Writing Device Drivers

Post-Mortem Debugging

When kadb is running and the system panics, control is passed to the debugger so that you can investigate the source of the problem. However, kadb is not always the best tool for problem analysis; frequently it is easier to use ':c' to continue execution and allow the system to save a crash dump. When the system reboots, you can perform post-mortem analysis on the saved crash dump. This process is analogous to debugging an application crash from a process core file.

Post-mortem analysis offers several advantages to driver developers: it allows more than one developer to examine a problem in parallel; it allows developers to retrieve information on a problem that occurred in production at a customer site, where it is not acceptable to debug interactively; it is necessary to perform certain types of advanced kernel analysis, such as checking for kernel memory leaks.

Getting Started With MDB

MDB provides sophisticated debugging support for analyzing kernel problems. This section provides an overview of MDB's features. For a more complete discussion of MDB's capabilities, refer to the Solaris Modular Debugger Guide.

MDB's command syntax is compatible with the kadb syntax and MDB can execute all of the kadb (and legacy adb) macros. These are stored in /usr/lib/adb and in /usr/platform/`uname -i`/lib/adb for 32-bit kernels; and in /usr/lib/adb/sparcv9 and /usr/platform/`uname -i`/lib/adb/sparcv9 for 64-bit kernels.

In addition to macro files, MDB supports 'debugger commands' or dcmds. These dcmds can be dynamically loaded at runtime from a set of debugger modules. MDB provides a first-class programming API for implementing debugger modules so that driver developers can implement their own custom debugging support. MDB also provides a host of usability features, such as command line editing, command history, an output pager, and online help.

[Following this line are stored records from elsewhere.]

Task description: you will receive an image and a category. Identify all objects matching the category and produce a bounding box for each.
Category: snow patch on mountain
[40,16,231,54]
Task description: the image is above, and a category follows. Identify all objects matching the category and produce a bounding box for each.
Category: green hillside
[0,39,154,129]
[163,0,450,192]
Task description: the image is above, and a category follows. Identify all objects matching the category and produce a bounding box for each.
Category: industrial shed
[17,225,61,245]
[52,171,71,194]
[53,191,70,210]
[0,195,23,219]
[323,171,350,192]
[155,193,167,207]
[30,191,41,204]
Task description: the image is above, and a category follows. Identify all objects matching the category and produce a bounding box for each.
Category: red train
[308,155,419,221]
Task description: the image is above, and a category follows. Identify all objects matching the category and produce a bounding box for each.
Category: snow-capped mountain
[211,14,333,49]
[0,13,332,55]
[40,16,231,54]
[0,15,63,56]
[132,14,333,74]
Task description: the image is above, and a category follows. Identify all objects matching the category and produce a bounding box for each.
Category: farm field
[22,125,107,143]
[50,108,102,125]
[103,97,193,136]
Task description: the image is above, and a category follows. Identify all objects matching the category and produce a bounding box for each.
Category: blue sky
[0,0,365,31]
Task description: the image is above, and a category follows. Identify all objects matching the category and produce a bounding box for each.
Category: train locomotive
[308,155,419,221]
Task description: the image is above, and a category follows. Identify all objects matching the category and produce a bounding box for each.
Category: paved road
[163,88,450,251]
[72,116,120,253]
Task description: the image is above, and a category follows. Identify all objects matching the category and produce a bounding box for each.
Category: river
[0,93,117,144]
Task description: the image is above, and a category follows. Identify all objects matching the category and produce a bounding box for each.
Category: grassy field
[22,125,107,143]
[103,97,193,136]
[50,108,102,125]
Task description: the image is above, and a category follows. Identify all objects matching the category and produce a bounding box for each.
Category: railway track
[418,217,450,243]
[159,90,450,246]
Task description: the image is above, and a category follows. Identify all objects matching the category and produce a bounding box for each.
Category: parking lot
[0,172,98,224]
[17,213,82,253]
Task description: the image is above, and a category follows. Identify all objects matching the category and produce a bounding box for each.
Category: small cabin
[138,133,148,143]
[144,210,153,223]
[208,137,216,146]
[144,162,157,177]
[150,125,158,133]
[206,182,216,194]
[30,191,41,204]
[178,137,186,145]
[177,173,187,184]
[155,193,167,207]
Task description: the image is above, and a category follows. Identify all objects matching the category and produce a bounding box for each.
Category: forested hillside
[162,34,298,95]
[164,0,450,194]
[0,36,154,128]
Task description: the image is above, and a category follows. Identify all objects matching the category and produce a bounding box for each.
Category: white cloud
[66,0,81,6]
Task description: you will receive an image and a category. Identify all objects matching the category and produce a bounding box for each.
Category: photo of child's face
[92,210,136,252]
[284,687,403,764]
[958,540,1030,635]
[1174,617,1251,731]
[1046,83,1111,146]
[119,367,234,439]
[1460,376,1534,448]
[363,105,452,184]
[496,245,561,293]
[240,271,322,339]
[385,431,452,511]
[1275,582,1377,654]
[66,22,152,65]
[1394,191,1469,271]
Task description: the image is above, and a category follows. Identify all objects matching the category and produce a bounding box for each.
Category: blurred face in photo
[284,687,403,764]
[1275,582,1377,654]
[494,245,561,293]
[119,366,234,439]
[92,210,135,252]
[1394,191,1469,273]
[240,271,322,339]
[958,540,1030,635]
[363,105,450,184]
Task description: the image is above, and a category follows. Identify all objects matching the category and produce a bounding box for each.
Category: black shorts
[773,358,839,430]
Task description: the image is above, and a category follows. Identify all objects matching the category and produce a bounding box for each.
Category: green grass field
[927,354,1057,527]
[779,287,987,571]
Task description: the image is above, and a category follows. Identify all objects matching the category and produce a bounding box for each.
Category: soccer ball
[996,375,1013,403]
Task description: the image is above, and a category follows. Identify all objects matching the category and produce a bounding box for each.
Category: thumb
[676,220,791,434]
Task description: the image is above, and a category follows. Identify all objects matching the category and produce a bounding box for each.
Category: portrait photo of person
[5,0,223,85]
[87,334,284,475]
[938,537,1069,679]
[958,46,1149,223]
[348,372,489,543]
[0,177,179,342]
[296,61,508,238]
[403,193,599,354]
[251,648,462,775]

MDB provides a rich set of modules and dcmds for debugging the Solaris kernel and associated modules and device drivers. These facilities allow you to formulate complex debugging queries: locate all the memory allocated by a particular thread; print a visual picture of a kernel STREAM; determine what type of structure a particular address refers to; locate leaked memory blocks in the kernel; analyze memory to locate stack traces; and more.


Note -

In earlier versions of the Solaris operating environment, adb(1) was the recommended tool for post-mortem analysis. In the Solaris 8 operating environment, mdb(1) is the new recommended tool for post-mortem analysis; it provides an upward-compatible syntax and feature set. In addition, mdb includes features that surpass the set of commands available from the legacy crash(1M) utility.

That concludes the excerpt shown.